It's
often asked whether or not Kurt Gödel's theorems can be applied outside
mathematics. John Horgan certainly applies them to the theories of
physics. Or, more accurately, he writes that

“Kurt Gödel's incompleteness theorem denies us the possibility of constructing a complete, consistent mathematical description of reality” (6).

Clearly
there's a jump here from Gödel's mathematical incompleteness
theorems to physical reality. Or, more accurately, from Gödel's theorems to a
“consistent mathematical description of reality”. Is that jump
justified?

Well,
for a start, physics is utterly dependent on mathematics.

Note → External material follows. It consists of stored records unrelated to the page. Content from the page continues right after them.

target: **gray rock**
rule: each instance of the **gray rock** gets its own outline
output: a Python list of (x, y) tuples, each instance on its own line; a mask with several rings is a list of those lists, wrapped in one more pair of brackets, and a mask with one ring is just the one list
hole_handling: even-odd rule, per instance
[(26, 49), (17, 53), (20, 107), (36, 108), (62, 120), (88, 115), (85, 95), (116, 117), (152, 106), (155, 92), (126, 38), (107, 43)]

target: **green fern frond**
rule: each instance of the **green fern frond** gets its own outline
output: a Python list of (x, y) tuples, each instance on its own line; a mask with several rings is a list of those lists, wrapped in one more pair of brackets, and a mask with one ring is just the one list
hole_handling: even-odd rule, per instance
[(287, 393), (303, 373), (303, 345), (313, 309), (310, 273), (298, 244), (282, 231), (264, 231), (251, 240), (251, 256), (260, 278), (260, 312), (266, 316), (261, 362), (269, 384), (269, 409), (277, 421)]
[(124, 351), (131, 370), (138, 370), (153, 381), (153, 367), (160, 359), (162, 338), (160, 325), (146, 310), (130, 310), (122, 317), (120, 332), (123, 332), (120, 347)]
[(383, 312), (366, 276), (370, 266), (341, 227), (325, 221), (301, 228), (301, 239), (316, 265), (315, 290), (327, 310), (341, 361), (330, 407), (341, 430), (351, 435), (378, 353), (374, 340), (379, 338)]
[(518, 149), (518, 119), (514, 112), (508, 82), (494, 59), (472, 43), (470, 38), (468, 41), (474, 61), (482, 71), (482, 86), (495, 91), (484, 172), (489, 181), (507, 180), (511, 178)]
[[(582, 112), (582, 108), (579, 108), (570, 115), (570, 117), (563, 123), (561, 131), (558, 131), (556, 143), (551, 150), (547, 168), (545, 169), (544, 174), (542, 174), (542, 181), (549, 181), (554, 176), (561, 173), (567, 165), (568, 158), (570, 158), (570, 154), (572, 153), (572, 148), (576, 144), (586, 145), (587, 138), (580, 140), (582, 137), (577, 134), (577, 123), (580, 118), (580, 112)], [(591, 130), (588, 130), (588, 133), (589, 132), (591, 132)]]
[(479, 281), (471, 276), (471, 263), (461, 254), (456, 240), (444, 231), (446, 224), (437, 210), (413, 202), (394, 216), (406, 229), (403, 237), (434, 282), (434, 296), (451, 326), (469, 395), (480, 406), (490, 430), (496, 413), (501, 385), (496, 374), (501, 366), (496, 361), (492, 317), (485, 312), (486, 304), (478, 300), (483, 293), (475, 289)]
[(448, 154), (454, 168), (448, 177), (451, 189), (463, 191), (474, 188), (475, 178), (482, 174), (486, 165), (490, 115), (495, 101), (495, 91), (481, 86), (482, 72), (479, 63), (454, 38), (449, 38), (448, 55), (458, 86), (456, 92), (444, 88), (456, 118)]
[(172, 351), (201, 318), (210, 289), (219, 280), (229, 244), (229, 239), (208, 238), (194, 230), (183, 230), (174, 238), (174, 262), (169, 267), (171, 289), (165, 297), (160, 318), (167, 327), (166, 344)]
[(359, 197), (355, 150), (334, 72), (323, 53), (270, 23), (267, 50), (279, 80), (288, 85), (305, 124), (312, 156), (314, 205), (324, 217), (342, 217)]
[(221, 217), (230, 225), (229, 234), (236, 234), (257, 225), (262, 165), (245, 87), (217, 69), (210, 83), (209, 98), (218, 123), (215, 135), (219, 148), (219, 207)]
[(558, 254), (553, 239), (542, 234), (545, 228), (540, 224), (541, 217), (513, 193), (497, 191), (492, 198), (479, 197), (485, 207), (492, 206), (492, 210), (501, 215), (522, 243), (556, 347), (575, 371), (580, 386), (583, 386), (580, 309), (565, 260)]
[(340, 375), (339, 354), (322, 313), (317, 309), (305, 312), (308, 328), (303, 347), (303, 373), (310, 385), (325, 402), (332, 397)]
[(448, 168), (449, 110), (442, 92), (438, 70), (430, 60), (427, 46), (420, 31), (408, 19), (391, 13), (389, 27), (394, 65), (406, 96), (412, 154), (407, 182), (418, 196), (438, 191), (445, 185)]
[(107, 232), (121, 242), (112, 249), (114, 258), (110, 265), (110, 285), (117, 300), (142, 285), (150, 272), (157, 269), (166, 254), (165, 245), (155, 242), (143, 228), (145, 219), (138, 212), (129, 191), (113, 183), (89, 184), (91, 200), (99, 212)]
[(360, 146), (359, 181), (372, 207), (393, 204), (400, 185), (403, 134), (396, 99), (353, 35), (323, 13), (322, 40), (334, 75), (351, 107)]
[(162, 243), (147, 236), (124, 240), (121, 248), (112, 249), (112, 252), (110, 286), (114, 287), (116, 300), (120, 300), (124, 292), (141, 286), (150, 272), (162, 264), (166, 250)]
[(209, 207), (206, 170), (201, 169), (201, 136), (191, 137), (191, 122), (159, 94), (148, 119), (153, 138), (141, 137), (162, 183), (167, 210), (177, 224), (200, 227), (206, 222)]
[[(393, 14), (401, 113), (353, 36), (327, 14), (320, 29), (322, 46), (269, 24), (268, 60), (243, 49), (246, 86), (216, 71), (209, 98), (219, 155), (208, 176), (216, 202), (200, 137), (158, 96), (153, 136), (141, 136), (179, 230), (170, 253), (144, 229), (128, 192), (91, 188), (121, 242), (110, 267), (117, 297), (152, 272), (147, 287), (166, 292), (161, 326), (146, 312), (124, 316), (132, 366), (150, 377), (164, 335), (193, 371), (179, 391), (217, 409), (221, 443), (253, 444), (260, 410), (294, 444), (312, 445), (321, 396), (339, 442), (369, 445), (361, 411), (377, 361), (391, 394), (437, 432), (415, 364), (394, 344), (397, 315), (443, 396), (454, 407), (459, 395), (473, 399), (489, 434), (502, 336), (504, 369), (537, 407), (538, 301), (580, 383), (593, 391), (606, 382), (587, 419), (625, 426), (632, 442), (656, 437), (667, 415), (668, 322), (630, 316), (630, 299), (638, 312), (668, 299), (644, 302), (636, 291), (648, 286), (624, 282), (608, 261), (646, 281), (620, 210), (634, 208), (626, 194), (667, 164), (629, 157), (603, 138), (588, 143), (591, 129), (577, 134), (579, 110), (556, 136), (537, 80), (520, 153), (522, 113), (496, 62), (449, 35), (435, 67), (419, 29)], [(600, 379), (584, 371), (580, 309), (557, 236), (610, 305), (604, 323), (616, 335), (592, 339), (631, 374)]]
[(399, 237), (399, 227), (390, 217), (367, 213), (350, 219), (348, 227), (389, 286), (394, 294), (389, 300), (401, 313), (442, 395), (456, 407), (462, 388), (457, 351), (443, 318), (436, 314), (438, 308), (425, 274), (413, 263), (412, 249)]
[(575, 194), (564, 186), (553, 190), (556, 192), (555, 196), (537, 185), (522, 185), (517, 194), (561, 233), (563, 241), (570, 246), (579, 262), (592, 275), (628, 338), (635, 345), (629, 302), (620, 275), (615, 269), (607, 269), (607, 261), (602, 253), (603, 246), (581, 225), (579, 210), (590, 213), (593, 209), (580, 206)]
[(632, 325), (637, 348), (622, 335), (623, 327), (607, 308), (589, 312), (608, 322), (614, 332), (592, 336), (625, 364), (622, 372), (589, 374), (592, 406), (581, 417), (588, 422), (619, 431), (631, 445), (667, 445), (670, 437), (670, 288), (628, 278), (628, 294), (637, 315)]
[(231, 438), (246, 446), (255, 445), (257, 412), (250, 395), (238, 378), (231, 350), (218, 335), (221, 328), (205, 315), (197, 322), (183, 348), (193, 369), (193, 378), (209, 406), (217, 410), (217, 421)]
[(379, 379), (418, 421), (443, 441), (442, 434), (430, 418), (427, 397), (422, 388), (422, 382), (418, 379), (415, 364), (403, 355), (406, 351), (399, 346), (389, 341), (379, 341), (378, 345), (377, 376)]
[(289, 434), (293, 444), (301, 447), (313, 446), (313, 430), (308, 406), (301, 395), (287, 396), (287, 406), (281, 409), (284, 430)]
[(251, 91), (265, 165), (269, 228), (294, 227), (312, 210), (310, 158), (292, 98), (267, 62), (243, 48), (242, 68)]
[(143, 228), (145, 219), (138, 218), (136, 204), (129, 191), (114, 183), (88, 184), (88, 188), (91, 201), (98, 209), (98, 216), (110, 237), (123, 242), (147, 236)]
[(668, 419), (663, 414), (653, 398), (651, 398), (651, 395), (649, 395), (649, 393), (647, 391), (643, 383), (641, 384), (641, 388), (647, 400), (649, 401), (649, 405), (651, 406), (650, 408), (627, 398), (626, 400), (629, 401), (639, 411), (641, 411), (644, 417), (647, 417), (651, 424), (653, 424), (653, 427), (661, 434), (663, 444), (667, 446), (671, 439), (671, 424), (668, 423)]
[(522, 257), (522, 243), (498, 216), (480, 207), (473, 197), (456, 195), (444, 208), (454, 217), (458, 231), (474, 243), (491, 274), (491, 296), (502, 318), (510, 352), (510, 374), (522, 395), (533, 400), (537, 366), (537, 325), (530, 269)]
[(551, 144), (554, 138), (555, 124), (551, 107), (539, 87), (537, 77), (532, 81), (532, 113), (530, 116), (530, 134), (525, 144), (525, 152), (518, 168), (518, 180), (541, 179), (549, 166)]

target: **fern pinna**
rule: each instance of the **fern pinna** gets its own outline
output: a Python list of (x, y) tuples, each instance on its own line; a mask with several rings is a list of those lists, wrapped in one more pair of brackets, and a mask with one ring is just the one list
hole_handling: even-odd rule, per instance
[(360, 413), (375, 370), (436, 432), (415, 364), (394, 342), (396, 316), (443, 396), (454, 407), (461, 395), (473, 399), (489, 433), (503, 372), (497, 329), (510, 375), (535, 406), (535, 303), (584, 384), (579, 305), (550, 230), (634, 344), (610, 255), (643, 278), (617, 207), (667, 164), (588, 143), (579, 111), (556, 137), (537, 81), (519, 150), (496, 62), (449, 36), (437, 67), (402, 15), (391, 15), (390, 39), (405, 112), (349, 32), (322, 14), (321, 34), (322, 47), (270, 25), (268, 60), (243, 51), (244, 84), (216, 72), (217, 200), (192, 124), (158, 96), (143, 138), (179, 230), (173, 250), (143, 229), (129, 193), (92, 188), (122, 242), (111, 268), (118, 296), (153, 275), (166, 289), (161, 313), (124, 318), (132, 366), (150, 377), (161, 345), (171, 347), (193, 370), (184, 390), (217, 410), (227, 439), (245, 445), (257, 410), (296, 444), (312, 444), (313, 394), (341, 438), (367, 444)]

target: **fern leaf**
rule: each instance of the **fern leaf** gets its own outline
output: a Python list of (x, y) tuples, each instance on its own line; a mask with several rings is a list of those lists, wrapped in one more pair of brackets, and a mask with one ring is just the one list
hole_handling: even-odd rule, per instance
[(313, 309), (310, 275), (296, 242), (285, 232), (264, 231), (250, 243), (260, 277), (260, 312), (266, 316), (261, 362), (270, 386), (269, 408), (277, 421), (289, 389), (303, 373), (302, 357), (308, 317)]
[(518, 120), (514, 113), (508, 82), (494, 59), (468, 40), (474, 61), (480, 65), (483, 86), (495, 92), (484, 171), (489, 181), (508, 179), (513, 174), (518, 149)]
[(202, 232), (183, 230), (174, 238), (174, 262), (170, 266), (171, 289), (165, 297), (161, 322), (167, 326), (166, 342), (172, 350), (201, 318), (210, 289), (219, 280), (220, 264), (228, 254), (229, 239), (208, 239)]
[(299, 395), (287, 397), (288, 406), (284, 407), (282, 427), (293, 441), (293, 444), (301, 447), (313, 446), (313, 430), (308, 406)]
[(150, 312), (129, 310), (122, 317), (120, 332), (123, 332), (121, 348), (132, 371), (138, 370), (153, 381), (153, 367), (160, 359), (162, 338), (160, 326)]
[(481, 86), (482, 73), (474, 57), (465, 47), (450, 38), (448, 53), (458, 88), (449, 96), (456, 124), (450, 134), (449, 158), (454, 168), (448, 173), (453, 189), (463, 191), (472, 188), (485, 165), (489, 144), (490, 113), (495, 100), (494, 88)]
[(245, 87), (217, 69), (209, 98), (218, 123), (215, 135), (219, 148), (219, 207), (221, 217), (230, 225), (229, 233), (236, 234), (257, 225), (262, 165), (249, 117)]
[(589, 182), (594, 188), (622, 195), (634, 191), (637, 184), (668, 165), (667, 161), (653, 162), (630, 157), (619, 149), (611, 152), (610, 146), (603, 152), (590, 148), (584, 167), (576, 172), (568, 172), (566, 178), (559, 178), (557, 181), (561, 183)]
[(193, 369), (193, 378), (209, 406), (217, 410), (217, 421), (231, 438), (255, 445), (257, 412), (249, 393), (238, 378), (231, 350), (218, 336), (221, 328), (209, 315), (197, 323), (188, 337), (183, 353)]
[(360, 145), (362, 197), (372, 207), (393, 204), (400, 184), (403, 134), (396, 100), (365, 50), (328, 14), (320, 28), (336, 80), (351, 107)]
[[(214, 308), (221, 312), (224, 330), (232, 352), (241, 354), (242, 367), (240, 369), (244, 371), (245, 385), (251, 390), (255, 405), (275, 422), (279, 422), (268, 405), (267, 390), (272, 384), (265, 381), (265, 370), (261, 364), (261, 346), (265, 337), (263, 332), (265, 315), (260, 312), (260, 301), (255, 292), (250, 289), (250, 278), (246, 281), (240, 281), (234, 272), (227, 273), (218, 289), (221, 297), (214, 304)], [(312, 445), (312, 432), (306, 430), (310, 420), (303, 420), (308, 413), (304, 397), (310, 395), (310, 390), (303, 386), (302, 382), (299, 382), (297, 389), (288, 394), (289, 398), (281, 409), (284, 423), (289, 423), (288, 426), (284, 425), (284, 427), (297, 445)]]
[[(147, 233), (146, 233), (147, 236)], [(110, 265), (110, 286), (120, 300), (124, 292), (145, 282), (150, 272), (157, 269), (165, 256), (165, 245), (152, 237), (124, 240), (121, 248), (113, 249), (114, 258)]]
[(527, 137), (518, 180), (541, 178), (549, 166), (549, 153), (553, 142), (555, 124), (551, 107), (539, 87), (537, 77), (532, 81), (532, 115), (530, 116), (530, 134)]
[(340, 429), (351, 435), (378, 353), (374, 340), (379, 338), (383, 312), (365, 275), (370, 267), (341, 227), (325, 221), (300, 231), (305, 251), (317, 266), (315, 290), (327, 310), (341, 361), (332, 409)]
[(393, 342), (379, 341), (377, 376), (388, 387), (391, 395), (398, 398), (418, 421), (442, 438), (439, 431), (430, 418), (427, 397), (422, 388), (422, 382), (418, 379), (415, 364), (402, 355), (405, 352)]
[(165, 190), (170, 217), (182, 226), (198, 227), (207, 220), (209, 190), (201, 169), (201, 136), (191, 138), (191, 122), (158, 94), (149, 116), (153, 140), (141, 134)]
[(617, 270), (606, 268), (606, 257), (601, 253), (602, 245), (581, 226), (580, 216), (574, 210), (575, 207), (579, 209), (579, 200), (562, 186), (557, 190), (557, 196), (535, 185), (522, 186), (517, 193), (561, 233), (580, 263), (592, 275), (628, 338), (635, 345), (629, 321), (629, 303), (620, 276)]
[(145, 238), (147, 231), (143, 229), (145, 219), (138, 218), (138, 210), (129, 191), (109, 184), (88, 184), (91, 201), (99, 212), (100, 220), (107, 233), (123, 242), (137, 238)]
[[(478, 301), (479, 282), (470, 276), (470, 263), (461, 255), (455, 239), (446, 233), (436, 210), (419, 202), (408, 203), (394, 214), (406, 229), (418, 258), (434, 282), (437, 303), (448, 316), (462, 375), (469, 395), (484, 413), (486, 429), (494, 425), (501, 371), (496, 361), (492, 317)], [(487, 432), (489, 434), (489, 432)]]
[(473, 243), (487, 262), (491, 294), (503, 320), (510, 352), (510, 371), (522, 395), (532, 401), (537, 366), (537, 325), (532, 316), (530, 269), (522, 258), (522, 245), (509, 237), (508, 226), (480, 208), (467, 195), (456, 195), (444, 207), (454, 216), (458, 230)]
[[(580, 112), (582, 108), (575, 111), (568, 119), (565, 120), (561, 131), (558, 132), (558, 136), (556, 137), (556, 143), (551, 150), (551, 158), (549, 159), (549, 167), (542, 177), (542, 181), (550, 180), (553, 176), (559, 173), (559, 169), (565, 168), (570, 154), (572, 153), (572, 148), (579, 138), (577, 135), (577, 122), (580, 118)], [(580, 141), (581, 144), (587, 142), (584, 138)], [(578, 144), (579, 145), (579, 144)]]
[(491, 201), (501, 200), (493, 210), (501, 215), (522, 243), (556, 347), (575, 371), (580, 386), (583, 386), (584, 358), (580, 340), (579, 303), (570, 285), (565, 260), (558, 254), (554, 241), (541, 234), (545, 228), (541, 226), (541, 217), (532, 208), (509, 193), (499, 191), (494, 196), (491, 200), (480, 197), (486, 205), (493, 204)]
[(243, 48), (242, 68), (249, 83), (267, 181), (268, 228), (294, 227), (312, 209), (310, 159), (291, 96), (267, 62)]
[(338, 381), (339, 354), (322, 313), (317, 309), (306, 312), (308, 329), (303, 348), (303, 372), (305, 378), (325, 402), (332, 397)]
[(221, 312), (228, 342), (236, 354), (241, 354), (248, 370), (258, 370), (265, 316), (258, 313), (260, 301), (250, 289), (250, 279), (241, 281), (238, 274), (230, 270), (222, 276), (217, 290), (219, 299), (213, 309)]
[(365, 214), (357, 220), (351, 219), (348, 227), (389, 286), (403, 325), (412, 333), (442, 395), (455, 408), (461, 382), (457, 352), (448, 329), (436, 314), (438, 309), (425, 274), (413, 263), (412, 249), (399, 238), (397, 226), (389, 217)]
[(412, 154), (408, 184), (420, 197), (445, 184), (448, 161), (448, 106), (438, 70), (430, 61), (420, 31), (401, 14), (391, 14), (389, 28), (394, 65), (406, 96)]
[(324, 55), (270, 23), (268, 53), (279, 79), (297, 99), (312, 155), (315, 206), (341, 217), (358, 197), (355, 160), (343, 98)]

Thus if all descriptions of reality in physics
involve mathematics, and mathematics is subject to Gödel's theorems,
then that must pass over to the descriptions of reality which are
offered by physicists. In other words, if a mathematical system must
be incomplete (or not entirely provable), then that description of
reality must be incomplete (or not entirely provable). The two must
fall and rise together.

More
meat is put on this idea of whether or not Gödel's theorems are
applicable to theories about reality when John Horgan says that the
“British physicist John Barrow argued that Gödel's incompleteness
theorem undermines the very notion of a

*complete*theory of nature” (69). We move again from mathematical systems to the incompleteness of a “complete theory of nature”. It can be said here that Barrow is simply transferring the incompleteness of mathematics to the incompleteness of a “complete theory of nature”. Again, does the former necessarily pass over to the latter?
In
more detail: Godel established that "any moderately complex system
of axioms inevitably raises questions that cannot be answered by the
axioms". Then Horgan moves onto to say that the “implication
is that any theory will always have loose ends”.

Many
scientists accept this application of Godel's theorems to physics,
including Moravec, Roger Penrose and Freeman Dyson. The latter says:

“

**Since we know the laws of physics are mathematical, and we know that mathematics is an inconsistent system, it's sort of plausible that physics will also be inconsistent.” (254)**
Thus what
we have here is a logical argument:

i)
Physics is mathematical.

ii)
Mathematics is an inconsistent system.

iii)
Therefore physics must be an inconsistent system (or simply
incomplete).

The
only problem here is seeing the entirety of mathematics as a single
system (which itself incorporates systems). Perhaps it is.